Он встал, потирая руки, подошел к рабочему столу и стал расспрашивать о приборах: отчасти опять, чтобы перевести разговор, отчасти из искренней любознательности: был и сам человек очень образованный. Имел ученые работы о состоянии турецкого двора, о бардах или первых поэтах древних германцев, о свадебных обрядах у древних жидов, греков, римлян и других народов, о размножении рыбы крошицы, обыкновенно здесь форель называемой, такожде и лососей, – эта еще не была закончена. Был также хороший версмахер и метер дес инскрипционс.[11] Профессор Штелин слушал объяснения, потирал руки от удовольствия, – вот как хорошо работает Михаила Васильевич, – и говорил комплименты.

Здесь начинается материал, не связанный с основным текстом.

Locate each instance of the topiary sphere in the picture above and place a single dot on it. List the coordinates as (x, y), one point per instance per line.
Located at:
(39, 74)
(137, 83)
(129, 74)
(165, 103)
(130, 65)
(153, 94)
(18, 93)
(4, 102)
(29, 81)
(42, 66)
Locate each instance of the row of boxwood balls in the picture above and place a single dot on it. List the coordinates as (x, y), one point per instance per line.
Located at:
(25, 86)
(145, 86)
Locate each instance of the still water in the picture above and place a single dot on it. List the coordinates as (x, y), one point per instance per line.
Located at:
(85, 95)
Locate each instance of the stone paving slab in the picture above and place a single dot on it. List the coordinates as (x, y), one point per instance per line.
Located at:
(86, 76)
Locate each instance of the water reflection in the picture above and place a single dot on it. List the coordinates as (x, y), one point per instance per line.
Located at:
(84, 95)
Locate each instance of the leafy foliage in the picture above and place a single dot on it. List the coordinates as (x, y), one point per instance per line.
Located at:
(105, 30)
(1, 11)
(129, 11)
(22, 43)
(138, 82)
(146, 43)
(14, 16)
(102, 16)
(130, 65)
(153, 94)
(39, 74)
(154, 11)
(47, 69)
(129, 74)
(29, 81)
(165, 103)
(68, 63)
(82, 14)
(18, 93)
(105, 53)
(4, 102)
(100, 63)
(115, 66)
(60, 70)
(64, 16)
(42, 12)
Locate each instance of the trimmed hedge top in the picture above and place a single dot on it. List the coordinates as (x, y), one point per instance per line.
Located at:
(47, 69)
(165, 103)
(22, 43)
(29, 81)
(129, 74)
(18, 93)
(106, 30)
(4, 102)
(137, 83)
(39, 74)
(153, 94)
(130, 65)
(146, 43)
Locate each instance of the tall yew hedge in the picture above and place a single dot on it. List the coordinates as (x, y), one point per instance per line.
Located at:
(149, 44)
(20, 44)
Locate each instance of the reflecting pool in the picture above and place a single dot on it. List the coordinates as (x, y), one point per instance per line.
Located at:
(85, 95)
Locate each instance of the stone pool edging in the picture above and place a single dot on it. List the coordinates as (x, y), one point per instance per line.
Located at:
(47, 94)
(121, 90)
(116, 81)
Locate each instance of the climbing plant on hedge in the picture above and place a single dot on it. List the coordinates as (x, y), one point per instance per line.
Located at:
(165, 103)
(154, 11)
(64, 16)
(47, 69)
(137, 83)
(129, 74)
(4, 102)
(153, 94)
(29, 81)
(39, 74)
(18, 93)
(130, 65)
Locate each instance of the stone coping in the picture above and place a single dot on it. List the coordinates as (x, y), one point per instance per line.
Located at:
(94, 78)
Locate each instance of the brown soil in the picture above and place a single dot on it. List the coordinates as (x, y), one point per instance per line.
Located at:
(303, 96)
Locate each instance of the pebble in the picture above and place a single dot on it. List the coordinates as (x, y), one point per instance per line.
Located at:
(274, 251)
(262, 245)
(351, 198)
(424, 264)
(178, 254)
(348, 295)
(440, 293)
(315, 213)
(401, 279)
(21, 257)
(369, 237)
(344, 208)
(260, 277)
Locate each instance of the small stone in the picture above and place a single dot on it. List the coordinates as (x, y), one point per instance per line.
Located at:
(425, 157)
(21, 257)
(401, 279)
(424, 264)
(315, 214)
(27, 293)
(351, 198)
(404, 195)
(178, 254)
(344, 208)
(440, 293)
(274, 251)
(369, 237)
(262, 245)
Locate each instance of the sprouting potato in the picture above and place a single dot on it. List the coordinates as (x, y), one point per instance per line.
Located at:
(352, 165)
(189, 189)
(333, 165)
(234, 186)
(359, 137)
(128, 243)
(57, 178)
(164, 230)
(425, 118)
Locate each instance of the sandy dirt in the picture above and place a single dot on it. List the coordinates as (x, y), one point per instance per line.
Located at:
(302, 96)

– Люблю, когда люди имеют интерес к разным музам. Pauciquos aequs amavit Jupiter,[12] – сказал он. – Но вы, Михайла Васильевич, наряду с упражнениями в физике, занимаетесь и высокой литературой, и элоквенцией, и грамматикой, описываете древность российского народа и славные дела наших государей!

– Настоящее мое упражнение: физика, химия, металлургия и прочее к ним относящееся, – сказал угрюмо Ломоносов, впрочем, и тут не оставшийся нечувствительным к похвалам. – А другое это забава. Человек желает успокоения от трудов, иной ищет себе провождения времени картами, шашками, бильярдом и другими забавами. От него я уже давно отказался затем, что нашел в них одну скуку. А до смерти надо мне закончить мои химические труды, в которых я столь много лет упражняюсь. Бесплодно потерять их мне будет несносное мучение.

– Сие будет мучение для всей России, в тот день все музы оделись бы в траур! – подхватил профессор Штелин.

Сами того не замечая, они, обратившись к предметам возвышенным, стали выражаться литературным языком, как и учил Михаила Васильевич; до того говорили больше штилем средним, – не надутым и не подлым. Впрочем, хозяин иногда впадал и в штиль самый подлый: произносил раздраженно такие слова, что профессор Штелин только махал руками, слабо смеялся и повторял:

– Non decet, Михаила Васильевич, non decet.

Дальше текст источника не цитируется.